The G20 completed its meeting over the week-end and ended with a communiqué that called for further action and “broader policy response”. This does not mean much because it is the individual countries that taker action and there were no new plans for coordinated fiscal or monetary policy. Yes, there were requirements for finance minister to come back in March with new plans for regulatory reform and policy action but that does not help the markets in the coming week. The group set a March deadline for recommendations on strengthening accounting standards, derivatives markets and oversight of hedge funds and debt-rating companies. It is not clear what the form of these plans will be so there is little news for positive reaction.

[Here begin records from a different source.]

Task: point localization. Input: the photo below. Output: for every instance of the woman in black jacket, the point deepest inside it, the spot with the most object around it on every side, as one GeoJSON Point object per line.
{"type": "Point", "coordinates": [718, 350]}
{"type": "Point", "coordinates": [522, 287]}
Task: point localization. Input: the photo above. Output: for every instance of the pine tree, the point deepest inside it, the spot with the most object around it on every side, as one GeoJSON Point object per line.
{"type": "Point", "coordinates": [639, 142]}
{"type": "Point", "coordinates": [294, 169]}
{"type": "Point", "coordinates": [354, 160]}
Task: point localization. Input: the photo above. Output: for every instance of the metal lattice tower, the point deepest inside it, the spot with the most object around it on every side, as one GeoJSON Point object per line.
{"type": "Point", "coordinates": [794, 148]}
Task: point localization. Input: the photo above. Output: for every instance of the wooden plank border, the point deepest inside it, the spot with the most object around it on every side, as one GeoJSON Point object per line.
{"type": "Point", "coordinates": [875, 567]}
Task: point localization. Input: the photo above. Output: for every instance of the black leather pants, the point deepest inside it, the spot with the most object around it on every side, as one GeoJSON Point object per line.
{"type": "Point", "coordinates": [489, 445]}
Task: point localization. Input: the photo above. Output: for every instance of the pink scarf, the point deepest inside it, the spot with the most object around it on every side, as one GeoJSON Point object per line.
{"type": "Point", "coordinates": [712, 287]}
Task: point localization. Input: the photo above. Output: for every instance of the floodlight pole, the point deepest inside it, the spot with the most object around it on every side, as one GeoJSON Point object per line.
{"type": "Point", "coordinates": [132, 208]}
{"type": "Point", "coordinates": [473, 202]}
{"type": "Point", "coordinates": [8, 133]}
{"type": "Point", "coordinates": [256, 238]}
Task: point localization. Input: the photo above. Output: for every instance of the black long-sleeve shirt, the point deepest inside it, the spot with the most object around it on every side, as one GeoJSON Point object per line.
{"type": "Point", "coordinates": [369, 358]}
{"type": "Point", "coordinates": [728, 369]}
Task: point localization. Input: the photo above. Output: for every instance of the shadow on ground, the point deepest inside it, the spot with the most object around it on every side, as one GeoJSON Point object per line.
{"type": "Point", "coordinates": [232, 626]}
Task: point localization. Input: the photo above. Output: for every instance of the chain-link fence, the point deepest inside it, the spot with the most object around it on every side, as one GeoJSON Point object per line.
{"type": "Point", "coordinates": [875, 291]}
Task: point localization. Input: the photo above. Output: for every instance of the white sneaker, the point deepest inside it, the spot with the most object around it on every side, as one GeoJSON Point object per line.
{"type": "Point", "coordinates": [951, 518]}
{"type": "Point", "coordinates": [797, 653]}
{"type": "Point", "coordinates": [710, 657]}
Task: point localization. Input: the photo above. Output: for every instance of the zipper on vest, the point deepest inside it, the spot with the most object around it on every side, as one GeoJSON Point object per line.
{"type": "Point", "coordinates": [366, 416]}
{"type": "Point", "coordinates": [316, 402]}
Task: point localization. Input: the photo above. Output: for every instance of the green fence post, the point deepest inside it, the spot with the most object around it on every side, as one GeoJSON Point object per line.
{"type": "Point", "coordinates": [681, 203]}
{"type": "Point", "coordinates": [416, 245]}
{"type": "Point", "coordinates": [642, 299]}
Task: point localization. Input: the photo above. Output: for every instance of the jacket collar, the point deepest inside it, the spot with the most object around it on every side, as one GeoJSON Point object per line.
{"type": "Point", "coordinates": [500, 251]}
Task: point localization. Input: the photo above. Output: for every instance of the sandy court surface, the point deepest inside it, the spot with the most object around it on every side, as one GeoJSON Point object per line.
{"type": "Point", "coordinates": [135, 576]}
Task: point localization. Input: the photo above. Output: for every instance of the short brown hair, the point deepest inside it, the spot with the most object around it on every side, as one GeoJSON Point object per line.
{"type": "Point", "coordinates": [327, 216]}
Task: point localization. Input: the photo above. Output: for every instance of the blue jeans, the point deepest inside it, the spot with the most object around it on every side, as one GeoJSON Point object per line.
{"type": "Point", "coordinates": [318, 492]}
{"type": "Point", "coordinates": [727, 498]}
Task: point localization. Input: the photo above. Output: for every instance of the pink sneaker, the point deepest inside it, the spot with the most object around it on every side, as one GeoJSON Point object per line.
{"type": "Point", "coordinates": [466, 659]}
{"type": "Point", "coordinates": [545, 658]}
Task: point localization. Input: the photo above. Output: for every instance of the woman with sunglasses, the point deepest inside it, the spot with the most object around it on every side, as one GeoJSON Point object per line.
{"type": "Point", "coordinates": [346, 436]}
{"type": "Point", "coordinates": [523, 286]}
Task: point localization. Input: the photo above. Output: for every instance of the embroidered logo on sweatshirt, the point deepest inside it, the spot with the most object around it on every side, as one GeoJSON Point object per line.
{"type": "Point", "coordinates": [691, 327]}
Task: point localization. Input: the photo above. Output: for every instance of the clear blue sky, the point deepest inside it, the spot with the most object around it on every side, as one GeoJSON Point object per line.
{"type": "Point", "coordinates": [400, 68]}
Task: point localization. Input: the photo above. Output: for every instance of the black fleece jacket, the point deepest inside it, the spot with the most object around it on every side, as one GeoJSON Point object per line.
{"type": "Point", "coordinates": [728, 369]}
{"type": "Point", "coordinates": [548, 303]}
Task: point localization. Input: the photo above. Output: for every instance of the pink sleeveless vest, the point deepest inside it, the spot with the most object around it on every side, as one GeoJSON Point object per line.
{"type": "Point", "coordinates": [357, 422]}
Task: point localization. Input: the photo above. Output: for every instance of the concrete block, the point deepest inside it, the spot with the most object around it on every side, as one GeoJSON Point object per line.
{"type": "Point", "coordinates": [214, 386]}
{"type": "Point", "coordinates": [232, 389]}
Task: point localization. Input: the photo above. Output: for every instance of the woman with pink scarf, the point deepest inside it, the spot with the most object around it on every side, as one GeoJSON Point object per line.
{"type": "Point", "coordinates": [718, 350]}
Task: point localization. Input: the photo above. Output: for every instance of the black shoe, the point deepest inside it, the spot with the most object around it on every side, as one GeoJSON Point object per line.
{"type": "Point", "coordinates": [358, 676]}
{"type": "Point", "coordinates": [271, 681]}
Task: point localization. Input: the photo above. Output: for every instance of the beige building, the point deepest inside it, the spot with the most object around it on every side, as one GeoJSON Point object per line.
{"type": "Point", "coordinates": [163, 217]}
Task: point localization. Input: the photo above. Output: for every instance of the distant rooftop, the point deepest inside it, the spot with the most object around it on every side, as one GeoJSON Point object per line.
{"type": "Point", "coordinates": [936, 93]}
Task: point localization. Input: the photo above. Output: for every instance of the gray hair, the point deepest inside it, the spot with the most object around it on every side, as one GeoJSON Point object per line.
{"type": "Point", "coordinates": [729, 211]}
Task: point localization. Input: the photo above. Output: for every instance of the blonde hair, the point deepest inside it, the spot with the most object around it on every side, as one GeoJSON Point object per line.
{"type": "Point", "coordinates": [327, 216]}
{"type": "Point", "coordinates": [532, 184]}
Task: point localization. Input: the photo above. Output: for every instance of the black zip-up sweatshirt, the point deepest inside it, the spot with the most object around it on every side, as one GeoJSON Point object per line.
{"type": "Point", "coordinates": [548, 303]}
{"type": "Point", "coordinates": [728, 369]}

There were two positive responses with the G20 asking for a continuation of trade talks for the Doha Round and conclusions to these negotiations by year-end. Anything that will reduce the pressure to add protectionist barriers or to enhance trade flow is vital in the current environment. Second, the IMF got a pledge from the Japanese to increase their commitment of credit by $100 billion. This increases the funds available to the IMF at this critical time. The IMF also loosened lending facilities which should free funds for countries that have been paralyzed by the credit crisis.
The global economies are in a special wait and see period. The patient has been administered medicine but there has to be some time allowed to let it do its work. Data is coming in and tells us the current state of the economies in September and at best October. This was before much of the stimulus action was taken so it is early to determine the reaction of some government programs.